Publish to ElasticSearch Application Bundle (Aspire 2)

From wiki.searchtechnologies.com
Revision as of 00:15, 9 December 2015 by Dherrera (talk | contribs)
(diff) ← Older revision | Latest revision (diff) | Newer revision → (diff)
Jump to: navigation, search

For Information on Aspire 3.1 Click Here


Publish to ElasticSearch Application Bundle (Aspire 2)
AppBundle Name  Publish To ElasticSearch
Maven Coordinates  com.searchtechnologies.aspire:app-publish-to-elasticsearch
Versions  2.2.2
Type Flags  job-input
Inputs  AspireObject from a connector's subjob with metadata and content extracted from a specific file/folder.
Outputs  A JSON transformation of the AspireObject sent to the ElasticSearch's bulk URL.
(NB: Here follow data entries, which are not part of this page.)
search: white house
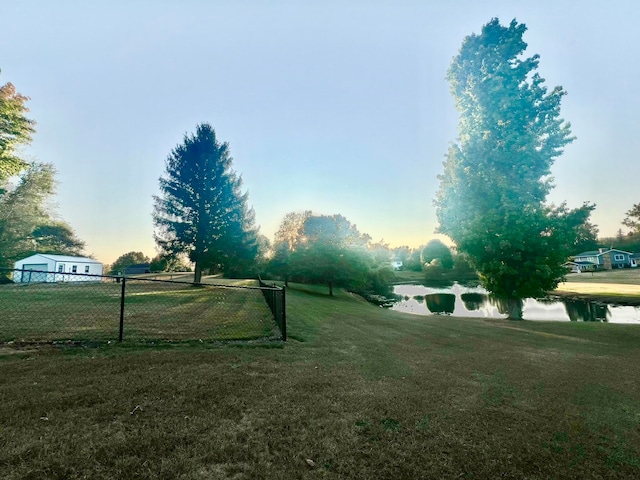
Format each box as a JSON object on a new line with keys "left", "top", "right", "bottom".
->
{"left": 13, "top": 254, "right": 104, "bottom": 283}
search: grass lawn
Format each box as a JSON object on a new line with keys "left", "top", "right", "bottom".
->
{"left": 1, "top": 283, "right": 639, "bottom": 478}
{"left": 555, "top": 269, "right": 640, "bottom": 305}
{"left": 561, "top": 269, "right": 640, "bottom": 285}
{"left": 0, "top": 280, "right": 278, "bottom": 343}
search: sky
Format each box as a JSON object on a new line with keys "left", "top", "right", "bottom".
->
{"left": 1, "top": 0, "right": 638, "bottom": 264}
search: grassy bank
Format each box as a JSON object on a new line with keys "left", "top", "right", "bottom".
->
{"left": 1, "top": 284, "right": 639, "bottom": 478}
{"left": 555, "top": 269, "right": 640, "bottom": 305}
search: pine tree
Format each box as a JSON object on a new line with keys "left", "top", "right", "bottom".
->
{"left": 435, "top": 19, "right": 594, "bottom": 319}
{"left": 153, "top": 123, "right": 260, "bottom": 282}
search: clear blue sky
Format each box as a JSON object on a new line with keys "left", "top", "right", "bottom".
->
{"left": 2, "top": 0, "right": 638, "bottom": 264}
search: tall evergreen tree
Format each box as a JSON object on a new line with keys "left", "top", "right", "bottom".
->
{"left": 153, "top": 123, "right": 260, "bottom": 282}
{"left": 435, "top": 19, "right": 594, "bottom": 319}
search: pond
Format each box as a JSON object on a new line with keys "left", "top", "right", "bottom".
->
{"left": 392, "top": 283, "right": 640, "bottom": 323}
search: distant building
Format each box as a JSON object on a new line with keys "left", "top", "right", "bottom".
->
{"left": 13, "top": 254, "right": 103, "bottom": 283}
{"left": 391, "top": 259, "right": 403, "bottom": 270}
{"left": 571, "top": 248, "right": 636, "bottom": 271}
{"left": 124, "top": 263, "right": 151, "bottom": 275}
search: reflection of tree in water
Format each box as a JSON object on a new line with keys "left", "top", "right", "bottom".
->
{"left": 422, "top": 278, "right": 455, "bottom": 288}
{"left": 536, "top": 297, "right": 558, "bottom": 305}
{"left": 425, "top": 294, "right": 455, "bottom": 314}
{"left": 460, "top": 293, "right": 488, "bottom": 311}
{"left": 489, "top": 296, "right": 523, "bottom": 318}
{"left": 563, "top": 299, "right": 609, "bottom": 322}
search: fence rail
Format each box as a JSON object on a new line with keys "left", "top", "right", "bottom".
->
{"left": 0, "top": 268, "right": 286, "bottom": 344}
{"left": 258, "top": 277, "right": 286, "bottom": 341}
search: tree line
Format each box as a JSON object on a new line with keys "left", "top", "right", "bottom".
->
{"left": 2, "top": 18, "right": 639, "bottom": 317}
{"left": 0, "top": 73, "right": 85, "bottom": 270}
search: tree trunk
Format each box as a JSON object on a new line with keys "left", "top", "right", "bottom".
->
{"left": 329, "top": 282, "right": 333, "bottom": 296}
{"left": 194, "top": 261, "right": 202, "bottom": 284}
{"left": 507, "top": 297, "right": 523, "bottom": 320}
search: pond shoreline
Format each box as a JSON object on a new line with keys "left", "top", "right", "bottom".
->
{"left": 549, "top": 290, "right": 640, "bottom": 307}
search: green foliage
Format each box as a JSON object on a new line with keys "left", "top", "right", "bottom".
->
{"left": 435, "top": 18, "right": 594, "bottom": 316}
{"left": 153, "top": 123, "right": 261, "bottom": 282}
{"left": 0, "top": 75, "right": 85, "bottom": 270}
{"left": 0, "top": 163, "right": 80, "bottom": 269}
{"left": 267, "top": 211, "right": 312, "bottom": 285}
{"left": 573, "top": 218, "right": 599, "bottom": 253}
{"left": 287, "top": 214, "right": 373, "bottom": 296}
{"left": 0, "top": 164, "right": 55, "bottom": 268}
{"left": 149, "top": 254, "right": 192, "bottom": 273}
{"left": 269, "top": 213, "right": 392, "bottom": 296}
{"left": 422, "top": 253, "right": 479, "bottom": 287}
{"left": 598, "top": 232, "right": 640, "bottom": 255}
{"left": 109, "top": 251, "right": 150, "bottom": 275}
{"left": 0, "top": 72, "right": 36, "bottom": 185}
{"left": 289, "top": 242, "right": 373, "bottom": 296}
{"left": 29, "top": 222, "right": 85, "bottom": 256}
{"left": 404, "top": 248, "right": 424, "bottom": 272}
{"left": 622, "top": 203, "right": 640, "bottom": 234}
{"left": 421, "top": 239, "right": 454, "bottom": 269}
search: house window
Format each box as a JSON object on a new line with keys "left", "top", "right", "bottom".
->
{"left": 614, "top": 254, "right": 625, "bottom": 262}
{"left": 72, "top": 265, "right": 77, "bottom": 273}
{"left": 85, "top": 266, "right": 90, "bottom": 273}
{"left": 58, "top": 265, "right": 64, "bottom": 273}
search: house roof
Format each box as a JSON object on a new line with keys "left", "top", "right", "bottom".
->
{"left": 575, "top": 248, "right": 633, "bottom": 257}
{"left": 575, "top": 251, "right": 600, "bottom": 257}
{"left": 25, "top": 254, "right": 102, "bottom": 264}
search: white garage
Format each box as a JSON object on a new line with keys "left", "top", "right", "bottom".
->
{"left": 13, "top": 254, "right": 104, "bottom": 283}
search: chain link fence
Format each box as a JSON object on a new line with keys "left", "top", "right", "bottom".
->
{"left": 0, "top": 268, "right": 286, "bottom": 345}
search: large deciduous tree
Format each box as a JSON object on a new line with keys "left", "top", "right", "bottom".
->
{"left": 434, "top": 18, "right": 594, "bottom": 319}
{"left": 622, "top": 203, "right": 640, "bottom": 234}
{"left": 421, "top": 239, "right": 454, "bottom": 269}
{"left": 0, "top": 74, "right": 86, "bottom": 271}
{"left": 153, "top": 123, "right": 261, "bottom": 283}
{"left": 29, "top": 222, "right": 85, "bottom": 256}
{"left": 0, "top": 163, "right": 85, "bottom": 269}
{"left": 274, "top": 213, "right": 377, "bottom": 296}
{"left": 267, "top": 210, "right": 311, "bottom": 286}
{"left": 0, "top": 72, "right": 36, "bottom": 185}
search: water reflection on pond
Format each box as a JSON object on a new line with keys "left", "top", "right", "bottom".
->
{"left": 392, "top": 283, "right": 640, "bottom": 323}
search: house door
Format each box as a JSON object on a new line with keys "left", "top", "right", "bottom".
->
{"left": 21, "top": 264, "right": 49, "bottom": 282}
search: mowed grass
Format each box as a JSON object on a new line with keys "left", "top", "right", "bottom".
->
{"left": 562, "top": 268, "right": 640, "bottom": 285}
{"left": 1, "top": 283, "right": 640, "bottom": 478}
{"left": 0, "top": 280, "right": 278, "bottom": 343}
{"left": 556, "top": 269, "right": 640, "bottom": 304}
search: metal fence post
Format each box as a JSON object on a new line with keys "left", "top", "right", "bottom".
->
{"left": 119, "top": 276, "right": 126, "bottom": 342}
{"left": 281, "top": 286, "right": 286, "bottom": 341}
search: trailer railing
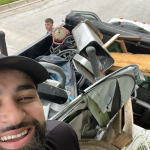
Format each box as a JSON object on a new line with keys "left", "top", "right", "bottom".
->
{"left": 0, "top": 31, "right": 8, "bottom": 56}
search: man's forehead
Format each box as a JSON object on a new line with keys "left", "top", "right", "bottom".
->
{"left": 45, "top": 22, "right": 52, "bottom": 24}
{"left": 0, "top": 70, "right": 35, "bottom": 86}
{"left": 0, "top": 69, "right": 28, "bottom": 77}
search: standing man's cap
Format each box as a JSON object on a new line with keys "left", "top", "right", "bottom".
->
{"left": 0, "top": 54, "right": 48, "bottom": 85}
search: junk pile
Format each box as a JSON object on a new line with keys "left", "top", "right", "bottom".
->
{"left": 34, "top": 20, "right": 150, "bottom": 150}
{"left": 2, "top": 16, "right": 150, "bottom": 149}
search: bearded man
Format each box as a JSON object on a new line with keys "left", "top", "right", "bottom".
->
{"left": 0, "top": 54, "right": 80, "bottom": 150}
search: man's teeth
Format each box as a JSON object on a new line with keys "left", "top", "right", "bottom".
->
{"left": 0, "top": 130, "right": 28, "bottom": 142}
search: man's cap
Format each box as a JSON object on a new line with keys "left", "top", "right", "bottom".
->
{"left": 0, "top": 54, "right": 48, "bottom": 85}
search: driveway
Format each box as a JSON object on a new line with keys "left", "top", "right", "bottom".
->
{"left": 0, "top": 0, "right": 150, "bottom": 55}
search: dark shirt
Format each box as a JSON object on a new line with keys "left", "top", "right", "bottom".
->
{"left": 45, "top": 120, "right": 80, "bottom": 150}
{"left": 46, "top": 31, "right": 52, "bottom": 34}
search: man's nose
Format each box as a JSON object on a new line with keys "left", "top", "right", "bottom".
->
{"left": 0, "top": 98, "right": 26, "bottom": 126}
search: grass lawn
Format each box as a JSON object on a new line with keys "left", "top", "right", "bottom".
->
{"left": 0, "top": 0, "right": 19, "bottom": 5}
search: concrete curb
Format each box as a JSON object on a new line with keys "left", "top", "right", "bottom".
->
{"left": 0, "top": 0, "right": 42, "bottom": 13}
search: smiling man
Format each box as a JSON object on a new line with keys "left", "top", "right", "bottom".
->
{"left": 0, "top": 55, "right": 80, "bottom": 150}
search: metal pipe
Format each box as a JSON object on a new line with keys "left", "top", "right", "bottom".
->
{"left": 0, "top": 31, "right": 8, "bottom": 56}
{"left": 134, "top": 98, "right": 150, "bottom": 110}
{"left": 86, "top": 46, "right": 101, "bottom": 81}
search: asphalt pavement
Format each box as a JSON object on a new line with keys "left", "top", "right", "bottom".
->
{"left": 0, "top": 0, "right": 150, "bottom": 55}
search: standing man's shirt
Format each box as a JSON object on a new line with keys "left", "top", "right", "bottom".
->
{"left": 45, "top": 120, "right": 80, "bottom": 150}
{"left": 46, "top": 31, "right": 52, "bottom": 34}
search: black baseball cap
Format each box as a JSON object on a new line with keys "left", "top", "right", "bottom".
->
{"left": 0, "top": 54, "right": 48, "bottom": 85}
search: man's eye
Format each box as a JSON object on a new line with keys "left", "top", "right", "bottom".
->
{"left": 18, "top": 97, "right": 33, "bottom": 101}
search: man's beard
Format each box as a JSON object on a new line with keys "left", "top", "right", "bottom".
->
{"left": 0, "top": 119, "right": 46, "bottom": 150}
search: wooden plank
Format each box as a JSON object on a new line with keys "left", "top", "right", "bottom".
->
{"left": 113, "top": 110, "right": 122, "bottom": 137}
{"left": 103, "top": 98, "right": 133, "bottom": 149}
{"left": 115, "top": 40, "right": 128, "bottom": 53}
{"left": 109, "top": 52, "right": 150, "bottom": 77}
{"left": 103, "top": 35, "right": 128, "bottom": 53}
{"left": 124, "top": 97, "right": 133, "bottom": 137}
{"left": 112, "top": 131, "right": 132, "bottom": 149}
{"left": 111, "top": 98, "right": 133, "bottom": 149}
{"left": 103, "top": 34, "right": 120, "bottom": 48}
{"left": 103, "top": 110, "right": 122, "bottom": 143}
{"left": 118, "top": 35, "right": 141, "bottom": 41}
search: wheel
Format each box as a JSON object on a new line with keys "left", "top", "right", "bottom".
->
{"left": 56, "top": 49, "right": 79, "bottom": 61}
{"left": 64, "top": 35, "right": 76, "bottom": 49}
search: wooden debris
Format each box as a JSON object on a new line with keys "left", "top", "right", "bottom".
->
{"left": 110, "top": 52, "right": 150, "bottom": 77}
{"left": 103, "top": 98, "right": 133, "bottom": 150}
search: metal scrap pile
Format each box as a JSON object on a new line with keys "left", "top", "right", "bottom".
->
{"left": 1, "top": 15, "right": 150, "bottom": 150}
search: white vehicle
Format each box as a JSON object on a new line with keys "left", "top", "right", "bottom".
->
{"left": 108, "top": 18, "right": 150, "bottom": 32}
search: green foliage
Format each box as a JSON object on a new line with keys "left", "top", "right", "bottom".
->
{"left": 0, "top": 0, "right": 19, "bottom": 5}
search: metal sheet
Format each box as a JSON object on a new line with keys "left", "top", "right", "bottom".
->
{"left": 72, "top": 21, "right": 114, "bottom": 72}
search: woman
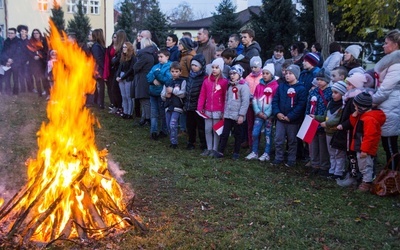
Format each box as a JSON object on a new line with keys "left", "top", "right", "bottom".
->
{"left": 178, "top": 37, "right": 196, "bottom": 79}
{"left": 166, "top": 33, "right": 180, "bottom": 62}
{"left": 372, "top": 29, "right": 400, "bottom": 169}
{"left": 90, "top": 29, "right": 106, "bottom": 109}
{"left": 116, "top": 42, "right": 136, "bottom": 119}
{"left": 103, "top": 30, "right": 127, "bottom": 114}
{"left": 133, "top": 37, "right": 154, "bottom": 126}
{"left": 342, "top": 44, "right": 363, "bottom": 73}
{"left": 27, "top": 29, "right": 48, "bottom": 98}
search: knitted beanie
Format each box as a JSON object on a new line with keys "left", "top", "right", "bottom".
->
{"left": 262, "top": 63, "right": 275, "bottom": 76}
{"left": 179, "top": 37, "right": 194, "bottom": 50}
{"left": 346, "top": 72, "right": 367, "bottom": 89}
{"left": 303, "top": 52, "right": 320, "bottom": 67}
{"left": 354, "top": 92, "right": 373, "bottom": 110}
{"left": 316, "top": 68, "right": 330, "bottom": 83}
{"left": 331, "top": 81, "right": 347, "bottom": 96}
{"left": 229, "top": 64, "right": 244, "bottom": 77}
{"left": 345, "top": 45, "right": 362, "bottom": 59}
{"left": 250, "top": 56, "right": 262, "bottom": 68}
{"left": 191, "top": 54, "right": 206, "bottom": 68}
{"left": 286, "top": 64, "right": 300, "bottom": 79}
{"left": 211, "top": 57, "right": 224, "bottom": 71}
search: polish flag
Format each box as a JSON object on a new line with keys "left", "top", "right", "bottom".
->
{"left": 297, "top": 115, "right": 319, "bottom": 144}
{"left": 213, "top": 119, "right": 224, "bottom": 136}
{"left": 196, "top": 110, "right": 209, "bottom": 119}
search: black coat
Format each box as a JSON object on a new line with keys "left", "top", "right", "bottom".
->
{"left": 132, "top": 46, "right": 154, "bottom": 99}
{"left": 91, "top": 42, "right": 105, "bottom": 79}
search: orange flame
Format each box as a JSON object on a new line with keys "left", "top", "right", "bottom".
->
{"left": 0, "top": 22, "right": 130, "bottom": 243}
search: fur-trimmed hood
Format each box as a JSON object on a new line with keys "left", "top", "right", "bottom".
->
{"left": 375, "top": 50, "right": 400, "bottom": 73}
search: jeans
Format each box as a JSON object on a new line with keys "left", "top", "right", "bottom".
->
{"left": 179, "top": 112, "right": 187, "bottom": 131}
{"left": 166, "top": 110, "right": 181, "bottom": 145}
{"left": 251, "top": 117, "right": 273, "bottom": 154}
{"left": 119, "top": 80, "right": 133, "bottom": 115}
{"left": 4, "top": 67, "right": 19, "bottom": 95}
{"left": 274, "top": 120, "right": 298, "bottom": 162}
{"left": 150, "top": 95, "right": 168, "bottom": 134}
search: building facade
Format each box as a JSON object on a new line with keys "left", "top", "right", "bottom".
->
{"left": 0, "top": 0, "right": 114, "bottom": 44}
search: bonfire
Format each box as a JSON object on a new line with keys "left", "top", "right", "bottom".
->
{"left": 0, "top": 22, "right": 144, "bottom": 247}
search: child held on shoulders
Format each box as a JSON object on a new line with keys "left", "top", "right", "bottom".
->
{"left": 314, "top": 81, "right": 347, "bottom": 179}
{"left": 147, "top": 49, "right": 172, "bottom": 140}
{"left": 161, "top": 62, "right": 186, "bottom": 149}
{"left": 271, "top": 64, "right": 308, "bottom": 167}
{"left": 214, "top": 64, "right": 250, "bottom": 160}
{"left": 307, "top": 69, "right": 332, "bottom": 176}
{"left": 197, "top": 58, "right": 228, "bottom": 156}
{"left": 348, "top": 92, "right": 386, "bottom": 192}
{"left": 245, "top": 63, "right": 279, "bottom": 161}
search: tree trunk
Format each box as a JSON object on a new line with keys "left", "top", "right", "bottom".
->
{"left": 313, "top": 0, "right": 334, "bottom": 59}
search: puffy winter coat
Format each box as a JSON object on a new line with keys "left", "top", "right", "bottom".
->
{"left": 372, "top": 50, "right": 400, "bottom": 137}
{"left": 252, "top": 79, "right": 279, "bottom": 117}
{"left": 223, "top": 79, "right": 250, "bottom": 121}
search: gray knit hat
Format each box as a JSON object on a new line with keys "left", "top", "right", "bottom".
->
{"left": 345, "top": 45, "right": 362, "bottom": 59}
{"left": 354, "top": 92, "right": 372, "bottom": 112}
{"left": 179, "top": 37, "right": 194, "bottom": 50}
{"left": 331, "top": 81, "right": 347, "bottom": 96}
{"left": 286, "top": 64, "right": 300, "bottom": 79}
{"left": 250, "top": 56, "right": 262, "bottom": 68}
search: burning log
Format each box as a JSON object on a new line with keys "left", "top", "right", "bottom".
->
{"left": 0, "top": 21, "right": 146, "bottom": 246}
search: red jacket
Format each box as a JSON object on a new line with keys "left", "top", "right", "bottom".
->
{"left": 197, "top": 75, "right": 228, "bottom": 112}
{"left": 349, "top": 109, "right": 386, "bottom": 156}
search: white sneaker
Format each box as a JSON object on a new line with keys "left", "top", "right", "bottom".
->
{"left": 245, "top": 152, "right": 258, "bottom": 160}
{"left": 258, "top": 153, "right": 270, "bottom": 161}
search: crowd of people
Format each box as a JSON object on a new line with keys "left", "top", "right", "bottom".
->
{"left": 2, "top": 24, "right": 400, "bottom": 193}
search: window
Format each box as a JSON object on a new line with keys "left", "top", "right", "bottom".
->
{"left": 38, "top": 0, "right": 48, "bottom": 11}
{"left": 66, "top": 0, "right": 75, "bottom": 13}
{"left": 88, "top": 0, "right": 100, "bottom": 14}
{"left": 0, "top": 0, "right": 4, "bottom": 8}
{"left": 66, "top": 0, "right": 90, "bottom": 14}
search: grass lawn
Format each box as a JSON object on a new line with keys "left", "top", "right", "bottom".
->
{"left": 0, "top": 93, "right": 399, "bottom": 249}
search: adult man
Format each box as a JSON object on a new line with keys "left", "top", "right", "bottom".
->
{"left": 195, "top": 28, "right": 215, "bottom": 64}
{"left": 1, "top": 28, "right": 21, "bottom": 95}
{"left": 240, "top": 29, "right": 261, "bottom": 60}
{"left": 228, "top": 33, "right": 244, "bottom": 55}
{"left": 18, "top": 25, "right": 31, "bottom": 93}
{"left": 138, "top": 30, "right": 159, "bottom": 65}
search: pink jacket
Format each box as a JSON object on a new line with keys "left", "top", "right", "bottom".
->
{"left": 197, "top": 74, "right": 228, "bottom": 112}
{"left": 245, "top": 72, "right": 262, "bottom": 95}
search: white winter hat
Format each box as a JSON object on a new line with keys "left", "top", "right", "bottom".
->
{"left": 262, "top": 63, "right": 275, "bottom": 76}
{"left": 345, "top": 45, "right": 362, "bottom": 59}
{"left": 211, "top": 57, "right": 224, "bottom": 71}
{"left": 346, "top": 72, "right": 367, "bottom": 89}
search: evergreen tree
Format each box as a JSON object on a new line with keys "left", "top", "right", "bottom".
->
{"left": 115, "top": 0, "right": 135, "bottom": 42}
{"left": 131, "top": 0, "right": 153, "bottom": 34}
{"left": 209, "top": 0, "right": 241, "bottom": 46}
{"left": 250, "top": 0, "right": 298, "bottom": 61}
{"left": 50, "top": 0, "right": 65, "bottom": 34}
{"left": 298, "top": 0, "right": 315, "bottom": 44}
{"left": 143, "top": 1, "right": 172, "bottom": 48}
{"left": 66, "top": 0, "right": 91, "bottom": 45}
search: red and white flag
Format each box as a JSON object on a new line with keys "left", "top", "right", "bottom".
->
{"left": 213, "top": 119, "right": 224, "bottom": 136}
{"left": 196, "top": 110, "right": 209, "bottom": 119}
{"left": 297, "top": 115, "right": 319, "bottom": 144}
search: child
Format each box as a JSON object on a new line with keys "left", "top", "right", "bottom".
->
{"left": 307, "top": 69, "right": 332, "bottom": 176}
{"left": 243, "top": 56, "right": 263, "bottom": 149}
{"left": 330, "top": 66, "right": 348, "bottom": 84}
{"left": 315, "top": 81, "right": 347, "bottom": 179}
{"left": 332, "top": 72, "right": 367, "bottom": 186}
{"left": 245, "top": 63, "right": 279, "bottom": 161}
{"left": 349, "top": 92, "right": 386, "bottom": 192}
{"left": 271, "top": 65, "right": 307, "bottom": 167}
{"left": 184, "top": 54, "right": 207, "bottom": 150}
{"left": 197, "top": 58, "right": 228, "bottom": 156}
{"left": 214, "top": 64, "right": 250, "bottom": 160}
{"left": 147, "top": 49, "right": 172, "bottom": 140}
{"left": 161, "top": 62, "right": 186, "bottom": 149}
The Publish to ElasticSearch application performs content feeds to a ElasticSearch of metadata and content of files extracted by Aspire connectors. The feed to the ElasticSearch can be customized by editing the JSON transformation file provided by the user.


Configuration

This section lists all configuration parameters available to install the ElasticSearch Application Bundle.

Property Type Default Description
ElasticIndex string index1 Index to which the jobs are going to be published.
ElasticNoUrl boolean true Indicates if the publisher must use a Url or build one from the host and port entered.
ElasticPort interger 9200 ElasticSearch port where to send the feeds
ElasticHost string none ElasticSearch hostname or IP adress. e.g. server.domain.com
ElasticUrl string none Complete Url where the feeds are going to be send. e.g. http://localhost:9200/bulk_
aspireToElasticGroovy string ${appbundle.home}/config/groovy/aspireToElasticsearchBulk.groovy Location of the Groovy to transform the job data to a ElasticSearch feed. See Edit Groovy.
maxResults (2.1 Release)   int 1000000 (Index dump) How many documents can be fetched by the search engine for the same query
pageSize (2.1 Release)   int 10000 (Index dump) How many documents to fetch per page
urlField (2.1 Release)   string displayUrl (Index dump) Field used to store the url in the search engine
idField (2.1 Release)   string id (Index dump) Field used to store the id in the search engine.
timestampField (2.1 Release)   string submitTS (Index dump) The name of the timestamp field holding the index timestamp of every document.

Configuration Example

  <application config="com.searchtechnologies.aspire:app-publish-to-gsa">
    <properties>
      <ElasticIndex>index1</ElasticIndex>
      <ElasticNoUrl>true</ElasticNoUrl>
      <ElasticHost>localhost</ElasticHost>
      <ElasticPort>9200</ElasticPort>
      <aspireToElasticGroovy>${appbundle.home}/config/groovy/aspireToElasticsearchBulk.groovy</aspireToElasticGroovy>
      <debug>false</debug>
    </properties>
  </application>

Note: Any optional properties can be removed from the configuration to use the default value described on the table above.

Edit Groovy

The default Groovy transformation file can be found in File:AspireToElasticsearchBulk.groovy.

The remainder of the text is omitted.